Here we go. I’m about to pack a case and my choice of clothing has obviously attracted scrutiny. Everyone’s an expert.
“That dress, it’s like when the telly goes all fuzzy,” says the BoyF, giving away his vintage. You may remember how the signal would go and the screen filled with racing monochrome lines and zigzags and your dad would march over to the “set” and give it a firm slap on the top to restore World in Action.
“I like it,” I say. “And the cocoon shape is very in.”
“Tent-y,” he says. “Just trying to help.”
“Well you’re not,” says Youngest. “It’s not like you have any idea of fashion AT ALL. Just look at yourself. That dress is NICE,” she says to him, firmly. His face is shut.
Then she turns back to me. “But, that top, no. That jacket, no… Right, if we leave now…”
“Aw. I’m meant to be meeting my friends, at a thing. They’ve got a booth next to the bar…” I see her face.
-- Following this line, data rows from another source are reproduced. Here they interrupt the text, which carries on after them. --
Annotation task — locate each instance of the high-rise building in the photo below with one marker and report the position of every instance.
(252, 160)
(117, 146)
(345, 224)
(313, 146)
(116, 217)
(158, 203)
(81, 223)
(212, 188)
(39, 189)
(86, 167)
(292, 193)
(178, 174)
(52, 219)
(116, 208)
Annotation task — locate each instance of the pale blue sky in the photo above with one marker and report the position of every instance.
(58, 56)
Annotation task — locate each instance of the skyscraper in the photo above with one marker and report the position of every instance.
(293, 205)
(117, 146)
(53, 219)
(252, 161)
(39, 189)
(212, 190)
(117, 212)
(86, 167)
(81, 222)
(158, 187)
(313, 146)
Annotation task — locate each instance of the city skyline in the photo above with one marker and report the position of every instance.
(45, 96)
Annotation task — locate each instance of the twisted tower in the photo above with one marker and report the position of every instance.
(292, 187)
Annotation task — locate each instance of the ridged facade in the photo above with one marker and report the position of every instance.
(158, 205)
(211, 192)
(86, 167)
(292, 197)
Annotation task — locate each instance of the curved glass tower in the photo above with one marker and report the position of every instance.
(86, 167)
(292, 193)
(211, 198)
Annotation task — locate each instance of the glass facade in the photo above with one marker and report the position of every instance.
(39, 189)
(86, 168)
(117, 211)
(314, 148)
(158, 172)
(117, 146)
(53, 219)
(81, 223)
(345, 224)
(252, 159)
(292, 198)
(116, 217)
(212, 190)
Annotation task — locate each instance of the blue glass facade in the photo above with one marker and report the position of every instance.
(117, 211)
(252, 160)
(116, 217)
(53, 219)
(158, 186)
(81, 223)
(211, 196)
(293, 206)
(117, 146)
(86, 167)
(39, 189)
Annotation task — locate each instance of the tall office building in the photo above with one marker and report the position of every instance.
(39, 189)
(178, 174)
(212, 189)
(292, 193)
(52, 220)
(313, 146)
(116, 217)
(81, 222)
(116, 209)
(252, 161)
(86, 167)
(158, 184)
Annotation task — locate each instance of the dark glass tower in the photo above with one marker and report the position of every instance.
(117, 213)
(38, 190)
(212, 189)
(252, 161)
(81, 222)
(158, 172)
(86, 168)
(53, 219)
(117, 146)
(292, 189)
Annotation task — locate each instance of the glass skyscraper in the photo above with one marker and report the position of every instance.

Twenty minutes later we’re in the shopping centre, she’s cutting a swathe through a store as I trot behind her, and she’s piling me up with items, another ten minutes and I’m in a changing room with four tops, two dresses, a skirt, a jacket, some socks, shoes, and she’s clutching a hair bobble with a fluffy pom pom. “That’s for me,” she says and leaves to browse the scratchy undercrackers while I try things on.
She’s right. I’d never have chosen any of these, but I like them. Sold, well some of it, most goes back for economic or lifestyle reasons (gorgeous red ra-ra skirt, but where, when?)
“Thank you, you have great taste,” I say as we leave. “You get that from your granny.”
“You’re welcome,” she says. “You do too, but you just have to be a bit careful, because sometimes you can look a bit too ‘mum’.”